The New ADA Title II Web Rule Is Official. Here’s What It Actually Means.
The Department of Justice finalized a rule that changes the landscape for digital accessibility.
Under Title II of the Americans with Disabilities Act (ADA), state and local government websites and mobile applications are now required to conform to WCAG 2.1 Level AA standards.
The primary compliance deadline is April 24, 2026 (with an additional year for smaller municipalities).
This is not guidance.
It’s not a best practice.
It’s federal law.
For the first time, the DOJ has clearly defined the technical standard required for compliance.
What the Rule Actually Requires
The rule mandates that public entities ensure their digital services meet Web Content Accessibility Guidelines (WCAG) 2.1 Level AA.
In practical terms, that includes:
- Proper screen reader support
- Full keyboard navigation
- Accessible forms with clear labels and error handling
- Sufficient color contrast
- Captions for video content
- Logical structure and semantic HTML
It also applies to mobile apps, not just websites.
If a resident can access a service online, that service must be accessible.
Why This Is Significant
For years, ADA digital compliance existed in a gray area. Organizations knew accessibility was required, but there was no formally adopted technical benchmark under Title II.
Now there is a standard and WCAG 2.1 Level AA is the baseline standard.
Government agencies can no longer rely on partial efforts, overlays, or outdated remediation strategies. Compliance must be measurable, technical, and documented.
What This Means for Leadership
If you are an Executive Director, Chief Information Officer, Digital Lead, on the legal team, or General Counsel at a state or local government entity, this is now a governance issue.
Accessibility is no longer just a UX concern. It is:
- A legal compliance requirement
- A risk management priority
- A public trust obligation
The expectation is not perfection overnight. The expectation is a plan.
That means:
- Conducting a comprehensive WCAG audit
- Identifying template-level and systemic issues
- Budgeting for remediation and fixing any found issues
- Establishing governance and ongoing monitoring
It’s important to note that accessibility is not a one-time project either. It’s an operational discipline that needs full attention from the design phase into development. This includes monthly monitoring and support to continue reaching WCAG compliance.
The good news is these issues are almost always fixable. That being said, fixing them the right way requires real accessibility expertise, not overlays, patches, or shortcuts.
What I’m Seeing in the Market
Many organizations believe they are “mostly compliant.” I hear that almost every time before we begin an audit.

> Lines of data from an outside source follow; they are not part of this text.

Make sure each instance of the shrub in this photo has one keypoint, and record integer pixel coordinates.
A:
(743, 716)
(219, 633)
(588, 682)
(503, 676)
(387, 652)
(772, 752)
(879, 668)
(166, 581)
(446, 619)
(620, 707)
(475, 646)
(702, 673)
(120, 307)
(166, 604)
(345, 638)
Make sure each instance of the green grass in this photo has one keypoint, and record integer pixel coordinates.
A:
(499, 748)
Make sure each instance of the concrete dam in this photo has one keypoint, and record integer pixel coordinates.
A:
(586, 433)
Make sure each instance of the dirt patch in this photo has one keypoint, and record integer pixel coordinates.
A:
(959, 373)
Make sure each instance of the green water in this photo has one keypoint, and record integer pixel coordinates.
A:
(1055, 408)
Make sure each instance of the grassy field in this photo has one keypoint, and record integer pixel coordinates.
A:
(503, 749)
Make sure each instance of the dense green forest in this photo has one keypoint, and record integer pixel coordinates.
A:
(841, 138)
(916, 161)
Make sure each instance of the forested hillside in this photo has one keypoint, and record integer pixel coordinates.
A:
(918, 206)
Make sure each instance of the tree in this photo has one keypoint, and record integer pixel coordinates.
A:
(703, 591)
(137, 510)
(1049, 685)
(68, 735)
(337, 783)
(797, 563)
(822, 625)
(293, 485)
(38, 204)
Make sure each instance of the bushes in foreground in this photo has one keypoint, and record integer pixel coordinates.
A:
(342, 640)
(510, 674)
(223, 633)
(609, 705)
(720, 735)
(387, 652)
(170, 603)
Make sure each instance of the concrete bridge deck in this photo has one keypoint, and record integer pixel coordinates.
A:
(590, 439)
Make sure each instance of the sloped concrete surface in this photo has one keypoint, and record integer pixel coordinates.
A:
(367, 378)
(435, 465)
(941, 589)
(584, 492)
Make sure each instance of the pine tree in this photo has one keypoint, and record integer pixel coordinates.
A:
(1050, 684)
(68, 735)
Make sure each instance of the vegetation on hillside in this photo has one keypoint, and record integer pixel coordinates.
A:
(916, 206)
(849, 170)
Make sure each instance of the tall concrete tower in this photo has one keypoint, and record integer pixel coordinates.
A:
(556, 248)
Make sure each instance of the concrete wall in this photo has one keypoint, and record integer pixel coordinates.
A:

When we run a true manual Ally audit review against WCAG 2.2 AA, we consistently uncover structural issues under the surface. Page builders are outputting frontend code that isn’t compliant. PDFs are embedded throughout the site that screen readers can’t properly interpret. Forms technically function, yet break down for keyboard or assistive technology users. Navigation looks clean visually, then falls apart when you remove a mouse. Color contrast misses AA thresholds in subtle but important ways.
It’s usually the result of moving fast and never engineering accessibility from the beginning.
The good news is these issues are almost always fixable. That being said, fixing them the right way requires real accessibility expertise, not overlays, patches, or shortcuts.
If you truly want to be accessible, there are no shortcuts.
The Bigger Picture
Accessibility is about legal compliance, yes.
But it’s also about inclusion and making the internet more accessible for everyone.
When it comes to the government, digital access to services is often the primary, and sometimes the only, way people can interact with their services. People pay taxes, register vehicles, access records, apply for permits, and request services. The list goes on.
If those systems are not accessible, access to the government itself is restricted.
The new Title II rule makes one thing clear: digital access is civil access.
It now has a defined technical standard behind it.